Flour, egg wash, flour again.

Now, chuck ‘em into the fryer that you use only on this one single occasion every year and otherwise just sits in your garage gathering dust. Last year, a small family of mice had babies in it. You can still taste the Hantavirus (that’s the secret ingredient).

Southern Cheesy Grits

A buncha grits.

Some other stuff.

Grandpa brings this and he won’t tell us what he adds to it, to give it that certain something. We’re torn between that "something" being either PTSD, poorly veiled racism, sharp cheddar or some combination of the three.

Julia’s Collard Greens

The most expensive, organic, collard greens money can buy.

Organic shallots, locally sourced farm fresh butter, black truffle shavings and some truly exotic spices.

She may be in serious financial trouble after investing in that essential oils pyramid scheme, but Julia still insists on buying the best. We’re reasonably sure she’s putting cannabis in these somehow, as well.

Sauté the shallots in the "special butter" and lower the temperature when you add the collard greens. As you stir them, cry bitter tears of regret, for the life choices that brought you to the point where you have to ask your mom to borrow money. She agreed, but gave you that look. The despair gives a good, steady stirring pace—and, the tears add all the salt you need.

Ben’s Baked Beans

Baked beans.

Cheese.

Some chopped up chives to make it look homemade.
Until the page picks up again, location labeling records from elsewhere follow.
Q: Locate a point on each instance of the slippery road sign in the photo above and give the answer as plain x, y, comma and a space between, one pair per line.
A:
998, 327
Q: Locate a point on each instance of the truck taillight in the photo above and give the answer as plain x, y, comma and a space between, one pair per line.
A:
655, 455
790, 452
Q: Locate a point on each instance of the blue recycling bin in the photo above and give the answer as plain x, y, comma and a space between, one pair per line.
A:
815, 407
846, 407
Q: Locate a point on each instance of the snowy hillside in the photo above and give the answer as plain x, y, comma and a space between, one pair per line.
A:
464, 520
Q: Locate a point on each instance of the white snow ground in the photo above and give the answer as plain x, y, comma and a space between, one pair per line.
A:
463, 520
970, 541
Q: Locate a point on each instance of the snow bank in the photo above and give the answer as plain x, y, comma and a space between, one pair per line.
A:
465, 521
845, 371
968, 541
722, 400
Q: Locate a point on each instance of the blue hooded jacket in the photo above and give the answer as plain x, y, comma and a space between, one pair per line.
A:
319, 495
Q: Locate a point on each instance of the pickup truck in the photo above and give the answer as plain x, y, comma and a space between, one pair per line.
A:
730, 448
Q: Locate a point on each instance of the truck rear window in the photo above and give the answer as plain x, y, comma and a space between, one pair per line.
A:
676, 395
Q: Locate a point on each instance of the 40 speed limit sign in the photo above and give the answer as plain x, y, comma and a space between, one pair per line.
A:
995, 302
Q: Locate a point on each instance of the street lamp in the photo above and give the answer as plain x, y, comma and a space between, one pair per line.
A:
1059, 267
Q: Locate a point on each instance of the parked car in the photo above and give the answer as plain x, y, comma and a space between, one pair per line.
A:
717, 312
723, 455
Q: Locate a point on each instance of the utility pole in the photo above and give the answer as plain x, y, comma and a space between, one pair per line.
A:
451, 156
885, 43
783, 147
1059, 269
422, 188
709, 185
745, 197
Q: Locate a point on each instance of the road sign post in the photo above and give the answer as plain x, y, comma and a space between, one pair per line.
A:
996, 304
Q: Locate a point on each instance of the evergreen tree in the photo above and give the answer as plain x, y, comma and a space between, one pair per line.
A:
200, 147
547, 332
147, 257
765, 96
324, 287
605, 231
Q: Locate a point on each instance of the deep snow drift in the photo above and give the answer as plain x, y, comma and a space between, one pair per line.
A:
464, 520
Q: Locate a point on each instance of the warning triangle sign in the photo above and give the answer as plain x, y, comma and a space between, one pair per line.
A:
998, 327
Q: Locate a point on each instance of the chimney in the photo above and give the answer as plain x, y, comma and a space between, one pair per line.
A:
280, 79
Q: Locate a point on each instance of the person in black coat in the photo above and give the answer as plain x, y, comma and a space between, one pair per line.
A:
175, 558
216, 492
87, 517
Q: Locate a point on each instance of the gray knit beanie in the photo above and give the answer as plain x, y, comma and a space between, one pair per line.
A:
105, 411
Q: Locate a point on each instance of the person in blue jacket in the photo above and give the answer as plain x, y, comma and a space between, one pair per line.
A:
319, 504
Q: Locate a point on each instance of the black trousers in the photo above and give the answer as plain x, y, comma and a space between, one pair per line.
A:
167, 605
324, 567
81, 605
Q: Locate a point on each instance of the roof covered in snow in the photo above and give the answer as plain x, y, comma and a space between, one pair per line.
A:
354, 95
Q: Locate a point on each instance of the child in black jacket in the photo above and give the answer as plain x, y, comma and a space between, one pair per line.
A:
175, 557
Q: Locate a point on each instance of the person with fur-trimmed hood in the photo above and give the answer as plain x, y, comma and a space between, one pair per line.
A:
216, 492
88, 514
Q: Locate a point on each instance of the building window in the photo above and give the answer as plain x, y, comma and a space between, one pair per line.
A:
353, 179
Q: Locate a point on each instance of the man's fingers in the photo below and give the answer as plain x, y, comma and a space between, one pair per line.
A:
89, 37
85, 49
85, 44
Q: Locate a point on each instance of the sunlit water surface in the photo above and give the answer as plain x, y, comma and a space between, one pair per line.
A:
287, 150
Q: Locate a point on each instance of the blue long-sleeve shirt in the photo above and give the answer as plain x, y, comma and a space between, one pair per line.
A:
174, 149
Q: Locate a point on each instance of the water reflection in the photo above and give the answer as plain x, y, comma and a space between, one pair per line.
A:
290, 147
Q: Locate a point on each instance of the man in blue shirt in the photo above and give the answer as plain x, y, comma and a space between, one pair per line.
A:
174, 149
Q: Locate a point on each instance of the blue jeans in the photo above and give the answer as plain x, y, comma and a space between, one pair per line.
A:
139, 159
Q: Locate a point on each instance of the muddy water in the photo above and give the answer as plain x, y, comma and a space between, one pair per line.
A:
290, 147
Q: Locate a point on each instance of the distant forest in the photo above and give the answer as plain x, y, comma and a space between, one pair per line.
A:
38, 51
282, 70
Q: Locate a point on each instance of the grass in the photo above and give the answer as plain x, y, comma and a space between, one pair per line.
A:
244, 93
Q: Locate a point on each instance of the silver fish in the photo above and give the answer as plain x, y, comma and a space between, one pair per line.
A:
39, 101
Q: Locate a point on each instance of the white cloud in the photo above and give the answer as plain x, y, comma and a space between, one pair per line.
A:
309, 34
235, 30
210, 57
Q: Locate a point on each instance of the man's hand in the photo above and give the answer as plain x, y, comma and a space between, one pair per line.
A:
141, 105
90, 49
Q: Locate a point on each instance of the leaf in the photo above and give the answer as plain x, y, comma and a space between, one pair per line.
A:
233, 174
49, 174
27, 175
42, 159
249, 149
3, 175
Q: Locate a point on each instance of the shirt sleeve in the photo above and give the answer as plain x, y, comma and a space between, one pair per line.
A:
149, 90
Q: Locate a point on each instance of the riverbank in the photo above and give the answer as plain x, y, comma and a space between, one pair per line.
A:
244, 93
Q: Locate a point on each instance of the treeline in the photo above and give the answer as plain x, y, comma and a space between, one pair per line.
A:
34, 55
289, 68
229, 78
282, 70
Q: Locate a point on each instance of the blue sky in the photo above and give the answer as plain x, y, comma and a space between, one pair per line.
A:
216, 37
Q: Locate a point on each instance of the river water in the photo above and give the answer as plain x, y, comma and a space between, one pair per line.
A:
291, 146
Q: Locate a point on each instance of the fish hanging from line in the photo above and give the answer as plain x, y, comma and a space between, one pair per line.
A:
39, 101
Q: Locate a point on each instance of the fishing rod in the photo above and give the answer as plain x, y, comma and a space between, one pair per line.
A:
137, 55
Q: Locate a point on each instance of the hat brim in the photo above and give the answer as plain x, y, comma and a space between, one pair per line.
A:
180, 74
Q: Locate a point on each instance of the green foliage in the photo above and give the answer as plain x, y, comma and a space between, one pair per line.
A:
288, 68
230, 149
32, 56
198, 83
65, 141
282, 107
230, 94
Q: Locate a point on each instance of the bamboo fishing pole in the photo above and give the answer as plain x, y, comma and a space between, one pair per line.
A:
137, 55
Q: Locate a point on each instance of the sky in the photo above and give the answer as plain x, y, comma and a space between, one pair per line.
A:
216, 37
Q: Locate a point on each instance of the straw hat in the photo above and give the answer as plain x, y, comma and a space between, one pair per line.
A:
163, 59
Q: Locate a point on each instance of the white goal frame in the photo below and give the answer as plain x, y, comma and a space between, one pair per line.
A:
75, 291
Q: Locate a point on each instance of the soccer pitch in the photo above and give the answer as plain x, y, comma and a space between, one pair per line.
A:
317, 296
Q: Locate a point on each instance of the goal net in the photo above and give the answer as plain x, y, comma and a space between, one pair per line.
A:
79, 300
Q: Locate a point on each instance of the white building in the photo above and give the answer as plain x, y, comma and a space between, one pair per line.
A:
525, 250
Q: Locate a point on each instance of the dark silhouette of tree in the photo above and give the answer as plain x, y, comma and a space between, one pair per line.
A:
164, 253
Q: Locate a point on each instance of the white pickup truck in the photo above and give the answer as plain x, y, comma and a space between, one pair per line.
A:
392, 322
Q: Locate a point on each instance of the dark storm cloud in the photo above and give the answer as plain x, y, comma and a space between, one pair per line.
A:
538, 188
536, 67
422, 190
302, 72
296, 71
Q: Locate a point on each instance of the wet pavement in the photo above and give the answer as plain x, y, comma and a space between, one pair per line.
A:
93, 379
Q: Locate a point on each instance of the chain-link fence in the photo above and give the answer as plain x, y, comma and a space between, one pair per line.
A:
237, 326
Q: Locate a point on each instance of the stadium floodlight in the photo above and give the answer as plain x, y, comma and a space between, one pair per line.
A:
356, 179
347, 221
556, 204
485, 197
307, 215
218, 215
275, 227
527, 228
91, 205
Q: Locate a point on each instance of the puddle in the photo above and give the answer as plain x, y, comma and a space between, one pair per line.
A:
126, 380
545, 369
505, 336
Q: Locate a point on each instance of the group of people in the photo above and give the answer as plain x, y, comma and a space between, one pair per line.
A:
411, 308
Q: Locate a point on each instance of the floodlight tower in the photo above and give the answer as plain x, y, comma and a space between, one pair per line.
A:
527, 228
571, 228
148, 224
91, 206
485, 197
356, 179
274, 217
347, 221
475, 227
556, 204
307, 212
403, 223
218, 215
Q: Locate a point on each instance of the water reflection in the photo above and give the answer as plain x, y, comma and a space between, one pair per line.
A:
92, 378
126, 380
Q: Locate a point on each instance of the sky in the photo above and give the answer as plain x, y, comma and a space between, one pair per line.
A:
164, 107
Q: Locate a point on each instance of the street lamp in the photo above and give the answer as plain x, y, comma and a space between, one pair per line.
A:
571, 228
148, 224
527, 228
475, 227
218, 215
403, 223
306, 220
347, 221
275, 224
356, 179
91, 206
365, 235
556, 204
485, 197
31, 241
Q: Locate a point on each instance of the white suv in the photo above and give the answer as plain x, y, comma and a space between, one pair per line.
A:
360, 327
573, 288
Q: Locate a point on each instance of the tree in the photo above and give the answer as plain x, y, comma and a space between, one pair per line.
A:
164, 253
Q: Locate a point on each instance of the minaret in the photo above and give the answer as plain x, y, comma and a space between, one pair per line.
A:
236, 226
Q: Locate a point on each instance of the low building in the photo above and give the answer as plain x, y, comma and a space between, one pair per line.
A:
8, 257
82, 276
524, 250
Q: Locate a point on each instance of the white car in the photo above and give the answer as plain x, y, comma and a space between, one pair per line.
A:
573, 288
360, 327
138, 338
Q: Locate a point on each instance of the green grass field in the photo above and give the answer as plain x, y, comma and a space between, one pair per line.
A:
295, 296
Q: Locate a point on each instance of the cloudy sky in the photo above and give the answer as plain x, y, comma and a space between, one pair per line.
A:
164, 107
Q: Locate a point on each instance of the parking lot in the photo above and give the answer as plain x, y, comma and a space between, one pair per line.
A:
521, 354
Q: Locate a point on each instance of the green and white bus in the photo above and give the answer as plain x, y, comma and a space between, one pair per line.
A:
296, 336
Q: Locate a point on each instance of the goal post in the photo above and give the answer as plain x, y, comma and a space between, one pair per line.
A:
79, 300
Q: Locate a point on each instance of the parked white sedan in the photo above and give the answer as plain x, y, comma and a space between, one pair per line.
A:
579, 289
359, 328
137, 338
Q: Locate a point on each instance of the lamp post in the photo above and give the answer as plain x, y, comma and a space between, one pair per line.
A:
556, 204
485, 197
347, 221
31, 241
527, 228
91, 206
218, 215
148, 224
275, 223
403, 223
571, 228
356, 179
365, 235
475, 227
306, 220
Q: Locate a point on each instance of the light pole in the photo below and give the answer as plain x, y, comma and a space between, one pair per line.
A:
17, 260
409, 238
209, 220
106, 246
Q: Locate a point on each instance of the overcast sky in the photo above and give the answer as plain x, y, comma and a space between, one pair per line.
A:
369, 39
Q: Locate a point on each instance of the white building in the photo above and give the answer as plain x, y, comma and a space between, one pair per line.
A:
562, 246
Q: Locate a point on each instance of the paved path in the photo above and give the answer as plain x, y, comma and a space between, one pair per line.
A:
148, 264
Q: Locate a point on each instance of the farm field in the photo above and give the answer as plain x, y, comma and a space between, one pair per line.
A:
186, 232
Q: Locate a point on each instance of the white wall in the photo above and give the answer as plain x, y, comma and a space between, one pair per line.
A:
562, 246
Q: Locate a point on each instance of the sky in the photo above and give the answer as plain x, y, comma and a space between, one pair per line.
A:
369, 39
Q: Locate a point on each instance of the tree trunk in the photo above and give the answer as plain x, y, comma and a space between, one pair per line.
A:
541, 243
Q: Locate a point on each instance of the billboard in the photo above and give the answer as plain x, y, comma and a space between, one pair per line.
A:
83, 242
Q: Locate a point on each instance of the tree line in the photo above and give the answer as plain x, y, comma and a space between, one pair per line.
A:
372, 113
God, Ben is weird. He’s been dating Julia for a while, and this year he brought these baked beans. We’re on the fence about whether he made them or just took them out of a can and said he made them. Better than the beans was when he got drunk enough to propose we all start a big family commune. Everyone laughed and he looked crushed. That was a good time.

Grandma’s Apple Pie

2 heaping cups of disappointment in every single member of your family.

2 large eggs.

1 tablespoon of irritation, that your current husband, Ronald, gave you a hard time when you told him he needed to come to the family barbecue. "They’re not my fuckin’ family!" he’d said, and you would immediately considered divorcing him.

1 cup margarine.

5 apples, chopped slowly, as if you’d contemplated whether killing him would be better than divorcing a fourth husband. You could make it look like an accident and you’d get all that life insurance money. Hell, you’re getting older—you’ve got nothing to lose.

Cook apples down, say you made a crust but use a store bought one, because it’s much, much easier and no one can tell, anyway. Bake. Serve with vanilla ice cream and a simmering sense of resentment.

Dad’s Nachos

Tortilla chips

Cheese, green onions, chopped tomatoes, fresh cilantro, micro-chopped red onions, hot sauce and a roguish sense of humor.

Dad’s Nachos are just normal nachos, but all have a modest quantity of normal grade hot sauce on top. On one helping of them (you’ll never know which) appear the "worlds spiciest hot sauce." One year, Pearl got them and almost had an actual heart attack—there was an ambulance and everything. Dad’s got a great sense of humor, even if he insists on Hawaiian shirts and socks with sandals.

Uncle Joey’s Boozy Slushies

Shaved ice.

Colorful liquor, in as many varieties and shades as possible.

Fruit juice.

Possibly a little meth thrown in, just for fun.

Joey’s unpredictable and the ingredients of his boozy slushies are always changing, much like his rotating stable of slag-heap girlfriends. These drinks truly make these events bearable, though, so we must include them. He doesn’t really have a lot of extra money to throw around, considering his ex-wife and kids, but he really goes all out on these and it shows! There’s nothing else in the whole world that can turn a conversation about the weather into a fist fight on the lawn, like these bad boys.

Joey does like his own medicine a bit much, though, so make sure to take his keys from him before he starts serving them, or he’ll end up putting his car through the fence again.

If there’s only one takeaway from this, let it be that, no matter what dish you end up bringing to a family barbecue, you’ll always be the most popular if you bring the booze.